Chai's the Limit: $130M To Build a CAD Suite for Molecules
Chai Discovery just closed a $130 million Series B to speed up R&D and push commercialization of its AI platform for de novo antibody design. The company's ambition is clear: create the equivalent of a computer-aided design suite for molecules, where you specify properties upfront and generate candidates that fit.
With this round, Chai's total funding climbs above $225 million and the company is now valued at $1.3 billion. For product teams, the signal is strong: the spec-first, simulation-heavy model that software enjoys is moving into therapeutics.
What's new: zero-shot antibody design that ships
- Chai-2 is a zero-shot generative platform producing de novo antibodies with double-digit success rates.
- Reported 16% success across ≤20 molecules per target on 52 diverse targets-over 100x better than prior computational methods. The design-to-wet-lab loop finished in under two weeks (bioRxiv).
- Updated data: >86% of full-length mAbs show strong developability on par with therapeutic antibodies; resolved structures align with in silico predictions, indicating atomistic accuracy.
- Scale: initial benchmark on 50+ targets; internal testing now on 100+ targets.
Why product teams should care
- Spec-first development: Define target class, affinity, specificity, and developability early. Generate candidates that meet those specs instead of endless tweak-and-test.
- Shorter build-measure-learn loops: From design to wet-lab validation in weeks, not quarters.

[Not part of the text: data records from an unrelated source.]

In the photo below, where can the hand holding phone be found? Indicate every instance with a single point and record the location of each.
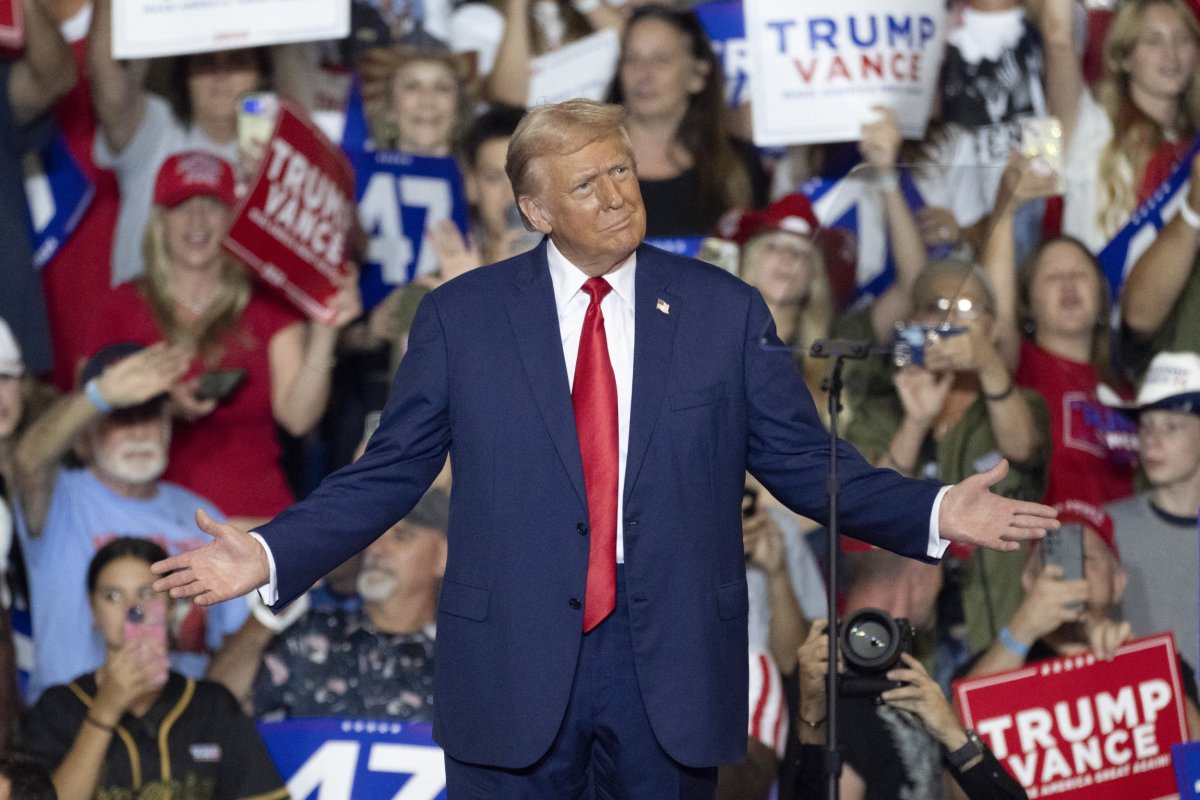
(1042, 140)
(145, 637)
(1065, 548)
(219, 384)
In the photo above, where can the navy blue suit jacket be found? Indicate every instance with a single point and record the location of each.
(714, 395)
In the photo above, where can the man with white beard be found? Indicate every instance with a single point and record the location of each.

- Higher-fidelity simulation: Structural agreement between predictions and resolved designs raises confidence in pre-experiment decisions.
- Small teams, big throughput: Chai operates with ~25 people-a hint at what lean, model-centric orgs can ship.
How they're building it
Chai is led by co-founders Joshua Meier (CEO), Matthew McPartlon, Jacques Boitreaud, and Jack Dent. Meier's path runs through Harvard, OpenAI (GPT-1/2 era), Meta's generative biology group (co-led ESM1), and Absci (as chief AI officer) where McPartlon led de novo antibody modeling. Boitreaud previously scaled AI tools for small molecules at Aqemia; Dent built product and engineering teams at Stripe.

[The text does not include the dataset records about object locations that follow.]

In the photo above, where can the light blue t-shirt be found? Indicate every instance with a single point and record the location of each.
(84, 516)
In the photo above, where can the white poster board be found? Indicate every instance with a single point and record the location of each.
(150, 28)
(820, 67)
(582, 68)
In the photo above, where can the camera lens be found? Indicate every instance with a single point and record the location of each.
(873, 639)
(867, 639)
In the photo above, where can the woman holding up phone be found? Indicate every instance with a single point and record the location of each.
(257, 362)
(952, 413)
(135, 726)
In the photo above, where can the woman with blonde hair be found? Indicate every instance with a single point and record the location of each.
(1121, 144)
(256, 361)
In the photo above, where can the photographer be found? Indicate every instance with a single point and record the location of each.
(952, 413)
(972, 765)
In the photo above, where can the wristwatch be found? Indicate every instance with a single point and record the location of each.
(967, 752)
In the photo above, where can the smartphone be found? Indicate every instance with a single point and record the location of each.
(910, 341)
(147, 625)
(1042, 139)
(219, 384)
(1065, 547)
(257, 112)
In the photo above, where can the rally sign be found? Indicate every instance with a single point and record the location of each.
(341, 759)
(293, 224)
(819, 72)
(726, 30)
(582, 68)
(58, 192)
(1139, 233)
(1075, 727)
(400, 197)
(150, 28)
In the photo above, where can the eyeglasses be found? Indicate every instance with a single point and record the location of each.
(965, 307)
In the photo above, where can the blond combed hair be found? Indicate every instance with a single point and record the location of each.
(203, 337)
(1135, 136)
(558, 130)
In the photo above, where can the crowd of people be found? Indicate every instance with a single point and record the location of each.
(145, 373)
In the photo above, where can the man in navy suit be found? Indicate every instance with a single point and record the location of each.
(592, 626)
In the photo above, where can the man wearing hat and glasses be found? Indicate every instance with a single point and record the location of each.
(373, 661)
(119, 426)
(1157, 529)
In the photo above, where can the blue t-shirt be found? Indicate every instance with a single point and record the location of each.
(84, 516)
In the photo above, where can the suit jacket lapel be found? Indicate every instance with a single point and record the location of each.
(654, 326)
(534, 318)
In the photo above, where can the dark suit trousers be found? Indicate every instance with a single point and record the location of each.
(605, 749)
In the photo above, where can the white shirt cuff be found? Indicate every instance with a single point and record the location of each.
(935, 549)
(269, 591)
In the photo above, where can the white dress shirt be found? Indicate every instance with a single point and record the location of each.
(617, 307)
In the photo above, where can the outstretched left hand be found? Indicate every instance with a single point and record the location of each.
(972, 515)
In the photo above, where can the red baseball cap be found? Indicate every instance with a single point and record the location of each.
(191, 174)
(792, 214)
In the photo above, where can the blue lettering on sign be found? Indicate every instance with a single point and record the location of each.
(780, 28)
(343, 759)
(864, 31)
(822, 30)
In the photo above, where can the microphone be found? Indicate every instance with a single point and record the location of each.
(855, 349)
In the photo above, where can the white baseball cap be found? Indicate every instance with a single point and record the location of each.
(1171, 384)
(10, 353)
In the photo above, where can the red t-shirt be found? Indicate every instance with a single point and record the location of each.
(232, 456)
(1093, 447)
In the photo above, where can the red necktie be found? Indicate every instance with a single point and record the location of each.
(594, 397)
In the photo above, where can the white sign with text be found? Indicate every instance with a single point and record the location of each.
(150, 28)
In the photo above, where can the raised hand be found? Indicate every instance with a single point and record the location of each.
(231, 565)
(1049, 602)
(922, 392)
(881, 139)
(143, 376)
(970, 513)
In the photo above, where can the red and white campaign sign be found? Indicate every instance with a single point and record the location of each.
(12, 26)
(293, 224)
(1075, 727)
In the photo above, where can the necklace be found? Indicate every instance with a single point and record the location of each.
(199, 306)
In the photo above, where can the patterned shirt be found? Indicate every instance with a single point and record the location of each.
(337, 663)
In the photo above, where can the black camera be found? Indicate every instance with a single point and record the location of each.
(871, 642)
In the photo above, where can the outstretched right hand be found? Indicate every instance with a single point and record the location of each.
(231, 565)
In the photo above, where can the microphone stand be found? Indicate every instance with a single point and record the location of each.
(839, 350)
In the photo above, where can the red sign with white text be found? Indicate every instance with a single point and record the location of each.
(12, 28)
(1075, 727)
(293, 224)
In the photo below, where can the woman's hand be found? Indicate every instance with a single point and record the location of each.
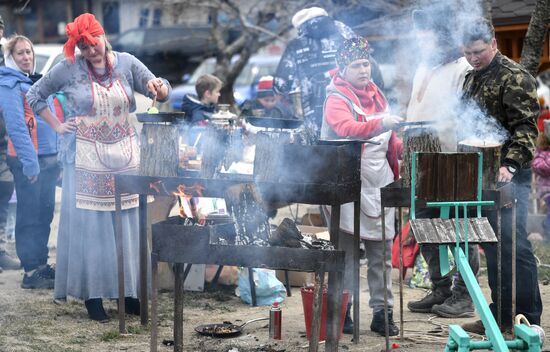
(158, 88)
(391, 122)
(66, 127)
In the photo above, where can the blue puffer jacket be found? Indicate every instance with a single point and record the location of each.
(13, 87)
(195, 111)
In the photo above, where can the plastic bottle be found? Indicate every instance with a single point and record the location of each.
(275, 320)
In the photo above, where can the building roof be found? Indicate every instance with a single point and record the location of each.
(507, 12)
(391, 23)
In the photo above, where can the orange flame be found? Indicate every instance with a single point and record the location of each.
(186, 193)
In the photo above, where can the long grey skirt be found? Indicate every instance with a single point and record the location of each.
(86, 264)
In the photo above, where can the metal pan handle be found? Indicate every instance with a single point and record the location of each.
(251, 321)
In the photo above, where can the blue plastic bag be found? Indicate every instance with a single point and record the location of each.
(268, 288)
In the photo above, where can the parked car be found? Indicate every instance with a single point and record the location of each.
(46, 56)
(169, 52)
(245, 84)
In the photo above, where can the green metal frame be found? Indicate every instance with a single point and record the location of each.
(527, 340)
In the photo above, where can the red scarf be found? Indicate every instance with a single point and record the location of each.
(85, 27)
(371, 100)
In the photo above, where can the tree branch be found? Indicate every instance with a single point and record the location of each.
(534, 39)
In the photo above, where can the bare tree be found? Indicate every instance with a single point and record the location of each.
(258, 23)
(534, 39)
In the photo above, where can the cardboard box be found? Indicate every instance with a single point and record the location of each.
(298, 278)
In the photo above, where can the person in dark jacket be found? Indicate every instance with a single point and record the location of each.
(32, 158)
(2, 41)
(198, 109)
(506, 92)
(307, 61)
(267, 103)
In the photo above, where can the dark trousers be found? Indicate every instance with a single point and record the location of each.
(430, 252)
(6, 190)
(35, 207)
(528, 299)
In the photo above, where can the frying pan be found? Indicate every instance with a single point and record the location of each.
(270, 122)
(342, 141)
(416, 123)
(225, 329)
(161, 117)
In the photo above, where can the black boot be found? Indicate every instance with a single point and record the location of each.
(95, 310)
(437, 296)
(348, 323)
(131, 305)
(377, 325)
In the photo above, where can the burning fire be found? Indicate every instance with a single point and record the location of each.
(186, 193)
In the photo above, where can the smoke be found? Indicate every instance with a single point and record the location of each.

As Meier puts it, "If these models can understand natural language, why can't they understand DNA and proteins?" The bet: language-model scale and training methods translate to biology-and hit an inflection point for drug discovery.
Funding and market signal
The round was co-led by Oak HC/FT and General Catalyst. Participants include Thrive Capital, OpenAI, Dimension, Menlo Ventures, Lachy Groom, Yosemite, Neo, SV Angel, with new investors Emerson Collective and Glade Brook Capital Partners. Chai also added Mikael Dolsten, MD, PhD (former Pfizer CSO) to its board, plus Annie Lamont (Oak HC/FT) and Hemant Taneja (General Catalyst).
Context: VC funding in AI drug development hit $2.7B through the first three quarters of 2025, and AI-native biotechs see a near 100% valuation premium over conventional peers (PitchBook).
Product implications: what to do next
- Define the spec sheet early: Target, epitope strategy, affinity thresholds, developability, manufacturability, and safety flags. Treat it like a product PRD.
- Instrument the loop: Automate wet-lab queues, data capture, and feedback into model training. Latency and throughput are now product levers.
- Evaluate models with real KPIs: Success rate per target class, diversity of hits, off-target risk, developability metrics, and time-to-validation.
- Build vs. partner: If you lack high-quality assay data or ML infra, partner first. Own your data flywheel as you scale.
- Governance: Put in model risk, audit trails, and versioning. Designs will become regulated artifacts.
- Team design: Cross-functional pods: ML, protein engineering, automation, and product ops. Keep the team small, shipping weekly.
Risks to track
- False confidence: Good in silico fit doesn't guarantee in vivo success; keep orthogonal assays in the loop.
- Throughput mismatch: Model speed outpacing wet-lab capacity creates bottlenecks-plan capacity and prioritization.
- IP and data security: Training data provenance and design ownership need clear policies.
- Regulatory readiness: Traceability from prompt to protein is essential for filings.
What to watch over the next year
- Therapeutic full-length mAb case studies entering later-stage validation.
- Performance on harder target classes and combination modalities.
- Adoption inside large biopharma pipelines; APIs that plug into existing ELN/LIMS and automation stacks.
Why this matters
Chai's approach moves drug design closer to software: define specs, generate candidates, validate fast, and feed results back into the model. If that loop holds, discovery becomes a product engine, not a scavenger hunt.